The folks at NUHW are no fools that’s for sure.  They did their best to even the odds and hooked up with the California Nurses’ Association part of the national nurses’ union affiliated with the AFL-CIO.  The union severed its no-raiding agreement with SEIU which could rekindle organizing wars in hospitals around the country.  Nurses pay big time union dues, so this tie-up gave NUHW a partner with deep pockets assuring that they wouldn’t get blown out of the water during the election.   Reading the reports of folks a little closer to the ground like NUHW supporter, former CWA representative, and labor journalist (and Social Policy contributing editor) Steve Early, these resources have allowed them to try and match the SEIU ground campaign of several years ago so that currently they have 125 organizers, mass mailings, and a contracted canvass crew to help with voter turnout. 
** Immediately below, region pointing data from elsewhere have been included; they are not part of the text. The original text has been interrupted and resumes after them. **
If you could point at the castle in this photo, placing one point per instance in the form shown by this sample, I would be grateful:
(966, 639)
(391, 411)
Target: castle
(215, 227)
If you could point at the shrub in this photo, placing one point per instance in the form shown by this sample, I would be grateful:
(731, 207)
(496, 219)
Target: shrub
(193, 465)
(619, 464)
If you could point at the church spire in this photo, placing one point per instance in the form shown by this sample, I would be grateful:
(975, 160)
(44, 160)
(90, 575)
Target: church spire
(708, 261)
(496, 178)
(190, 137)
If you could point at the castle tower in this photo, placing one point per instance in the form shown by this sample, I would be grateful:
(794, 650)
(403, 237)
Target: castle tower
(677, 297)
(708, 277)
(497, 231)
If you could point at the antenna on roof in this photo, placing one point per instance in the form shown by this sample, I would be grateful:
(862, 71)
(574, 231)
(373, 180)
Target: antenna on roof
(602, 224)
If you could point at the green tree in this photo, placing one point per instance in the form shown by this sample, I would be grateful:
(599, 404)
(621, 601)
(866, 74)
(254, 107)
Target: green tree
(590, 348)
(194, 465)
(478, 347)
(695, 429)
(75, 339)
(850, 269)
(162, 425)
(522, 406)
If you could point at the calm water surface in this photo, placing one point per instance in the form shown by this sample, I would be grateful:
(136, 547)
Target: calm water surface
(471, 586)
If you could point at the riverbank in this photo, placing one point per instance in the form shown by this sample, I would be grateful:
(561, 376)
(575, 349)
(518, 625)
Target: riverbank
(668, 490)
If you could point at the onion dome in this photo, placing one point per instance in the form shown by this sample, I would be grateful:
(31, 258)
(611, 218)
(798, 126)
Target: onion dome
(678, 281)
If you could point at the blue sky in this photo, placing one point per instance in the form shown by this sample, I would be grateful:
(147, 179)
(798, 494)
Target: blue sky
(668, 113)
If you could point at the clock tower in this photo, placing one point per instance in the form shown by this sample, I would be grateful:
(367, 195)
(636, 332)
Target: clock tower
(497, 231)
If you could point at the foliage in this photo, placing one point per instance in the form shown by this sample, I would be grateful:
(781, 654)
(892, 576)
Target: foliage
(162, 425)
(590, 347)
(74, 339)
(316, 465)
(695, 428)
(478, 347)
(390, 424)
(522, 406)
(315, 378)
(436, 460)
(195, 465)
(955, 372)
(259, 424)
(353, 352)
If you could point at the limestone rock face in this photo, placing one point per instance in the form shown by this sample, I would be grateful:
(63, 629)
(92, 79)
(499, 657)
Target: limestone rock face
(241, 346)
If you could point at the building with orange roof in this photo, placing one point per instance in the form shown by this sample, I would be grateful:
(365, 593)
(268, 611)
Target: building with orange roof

Nonetheless, reading the back-and-forth on the websites, it all looked “same ol’ same ol’” and that’s not enough to change the final outcome.  SEIU is making a big deal of the failure of NUHW units to get a contract with Kaiser and using the classic argument to workers that the “devil you know is better than the devil you don’t know.”  SEIU isn’t silent either on the lost court appeal of the NUHW officers on the multi-million dollar claim against them for diverting members’ dues in order to finance their schism and split.  SEIU is calling CNA and its leadership strike happy.   Theirs is a conservative, hold-the-line incumbent’s campaign.  NUHW is also still fighting the last war and arguing that SEIU is too close to management and that the labor/management partnership, now 16 years old, is hurting the workers.   On either side there didn’t seem like any real breakthrough, new issues.    If this is all there is, my guess is that it’s not enough.  My bet would still be that for NUHW to win there would need to be something more.   Something bigger.  Something much better.

Hospital workers facing the brave new world of the Affordable Care Act and the depressing recent world of the worst economy since the Great Depression are not going to be wide eyed radicals looking for a new future.  The status quo for better or worse might not look great, but will look good enough, returning SEIU as the bargaining agent with perhaps a smaller plurality than they had last time.

There can no longer be any winners in California, and at this point I would bet money that the workers are all sighing and saying under their breath, “a pox on both of their houses.”  

I could be way wrong from thousands of miles away, but as an organizer, I would be surprised if the 2nd verse of this song was any different than the first.